Pseudoephedrine hydrochloride may cause mild CNS stimulation in hypersensitive patients.

Nervousness, excitability, restlessness, dizziness, weakness, or insomnia may occur. Headache, nausea, drowsiness, tachycardia, palpitation, pressor activity, and cardiac arrhythmias have been reported. Sympathomimetic drugs have also been associated with other untoward effects such as fear, anxiety, tenseness, tremor, hallucinations, seizures, pallor, respiratory difficulty, dysuria, and cardiovascular collapse.

Information regarding acute overdosage is limited to experience with cetirizine alone and the marketing history of pseudoephedrine hydrochloride.

Overdosage has been reported with cetirizine. In one adult patient who took 150 mg of cetirizine, the patient was somnolent but did not display any other clinical signs or abnormal blood chemistry or hematology results. In an 18-month-old pediatric patient who took an overdose of cetirizine (approximately 180 mg), restlessness and irritability were observed initially; this was followed by drowsiness. Should overdose occur, treatment should be symptomatic or supportive, taking into account any concomitantly ingested medications. There is no known specific antidote to cetirizine. Cetirizine is not effectively removed by dialysis, and dialysis will be ineffective unless a dialyzable agent has been concomitantly ingested. The acute minimal lethal oral doses in mice and rats were 237 and 562 mg/kg, respectively (approximately 95 and 460 times the maximum recommended daily dose in adults on a mg/m² basis). In rodents, the target of acute toxicity was the central nervous system, and the target of multiple-dose toxicity was the liver.

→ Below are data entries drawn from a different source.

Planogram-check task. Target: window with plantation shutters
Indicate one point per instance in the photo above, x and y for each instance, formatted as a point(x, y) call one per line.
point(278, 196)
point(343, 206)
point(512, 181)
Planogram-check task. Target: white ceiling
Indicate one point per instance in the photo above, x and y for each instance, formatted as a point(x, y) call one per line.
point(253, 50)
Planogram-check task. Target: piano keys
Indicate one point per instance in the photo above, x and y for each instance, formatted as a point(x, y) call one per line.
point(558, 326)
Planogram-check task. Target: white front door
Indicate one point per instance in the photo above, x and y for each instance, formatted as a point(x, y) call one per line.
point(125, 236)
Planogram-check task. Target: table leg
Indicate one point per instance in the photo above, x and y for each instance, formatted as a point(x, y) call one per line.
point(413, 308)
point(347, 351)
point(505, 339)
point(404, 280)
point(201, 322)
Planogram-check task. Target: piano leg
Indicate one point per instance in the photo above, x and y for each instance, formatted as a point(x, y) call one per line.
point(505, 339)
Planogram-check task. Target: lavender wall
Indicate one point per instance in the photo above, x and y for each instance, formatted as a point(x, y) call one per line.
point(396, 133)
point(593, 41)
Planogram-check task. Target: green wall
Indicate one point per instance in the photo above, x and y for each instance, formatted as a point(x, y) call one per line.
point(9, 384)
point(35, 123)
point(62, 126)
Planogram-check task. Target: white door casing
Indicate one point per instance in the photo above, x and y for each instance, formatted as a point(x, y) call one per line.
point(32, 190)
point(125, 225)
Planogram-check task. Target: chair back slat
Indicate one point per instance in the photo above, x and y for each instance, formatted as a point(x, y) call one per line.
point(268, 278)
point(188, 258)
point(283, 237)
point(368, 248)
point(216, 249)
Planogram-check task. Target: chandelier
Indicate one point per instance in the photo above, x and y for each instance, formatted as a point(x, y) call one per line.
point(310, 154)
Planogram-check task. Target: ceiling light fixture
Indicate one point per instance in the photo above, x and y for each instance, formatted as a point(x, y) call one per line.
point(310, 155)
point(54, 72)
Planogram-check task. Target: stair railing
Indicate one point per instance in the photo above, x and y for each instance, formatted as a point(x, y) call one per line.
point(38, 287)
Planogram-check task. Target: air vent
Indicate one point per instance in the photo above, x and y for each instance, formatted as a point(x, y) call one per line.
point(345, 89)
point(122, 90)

In large doses, sympathomimetics may give rise to giddiness, headache, nausea, vomiting, sweating, thirst, tachycardia, precordial pain, palpitations, difficulty in micturition, muscular weakness and tenseness, anxiety, restlessness, and insomnia. Many patients can present a toxic psychosis with delusions and hallucinations. Some may develop cardiac arrhythmias, circulatory collapse, convulsions, coma and respiratory failure.